Les décrets sur le développement professionnel continu sont enfin parus. Que changent-ils pour les médecins ?

Ces décrets d’application de la loi « Hôpital, patients, santé et territoires » réunissent la formation médicale continue et l’évaluation des pratiques professionnelles qui deviennent le développement professionnel continu. Désormais, le médecin satisfait à son obligation de DPC dès lors qu’il participe, au cours de chaque année civile, à un programme de développement professionnel continu validé, annuel ou pluriannuel. Ces programmes peuvent associer des médecins de même spécialité ou de spécialités différentes, mais aussi d’autres professionnels de santé. Il n’est plus question de points, de crédits, d’actions de formation ponctuelles : le DPC s’inscrit dans une démarche collective et continue. Il s’impose à tous les médecins inscrits au Tableau de l’Ordre, mais des mesures transitoires sont prévues. On considère ainsi que les médecins qui participent, en 2012, à des actions de formation médicale continue, de formation professionnelle conventionnelle ou d’évaluation des pratiques professionnelles auront satisfait à leur obligation de DPC pour cette année.

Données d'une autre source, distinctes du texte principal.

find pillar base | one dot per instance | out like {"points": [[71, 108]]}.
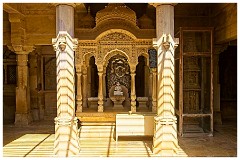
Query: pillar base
{"points": [[66, 137], [217, 117], [22, 119], [165, 142]]}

Quel est le rôle de l’Ordre dans le dispositif ?
Le texte de loi prévoit que les conseils départementaux de l’Ordre assurent la promotion des programmes de DPC auprès de tous les médecins, quels que soient leur statut : libéral, hospitalier, salarié… Les conseils départementaux constituent désormais une des portes d’entrée dans le dispositif. Ils informent le médecin sur le DPC dès le début de sa carrière, l’accompagnent ensuite tout au long de sa vie professionnelle. Nous regrettons que la loi n’ait pas impliqué les conseils régionaux de l’Ordre, interlocuteurs des agences régionales de santé qui interviennent dans le DPC.
Les conseils départementaux de l’Ordre ont également une mission de contrôle du DPC. Ils s’assurent, au moins une fois tous les cinq ans, que les médecins ont satisfait à leur obligation annuelle de DPC, sur la base des attestations que leur transmettent les organismes de DPC. Si l’obligation de DPC n’est pas satisfaite, l’Ordre doit proposer au médecin un plan personnalisé d’accompagnement. Un médecin qui ne suivrait pas le plan serait en situation d’insuffisance professionnelle.

Pr Robert Nicodème,
président de la section Formation et compétences médicales au conseil national de l’Ordre des médecins.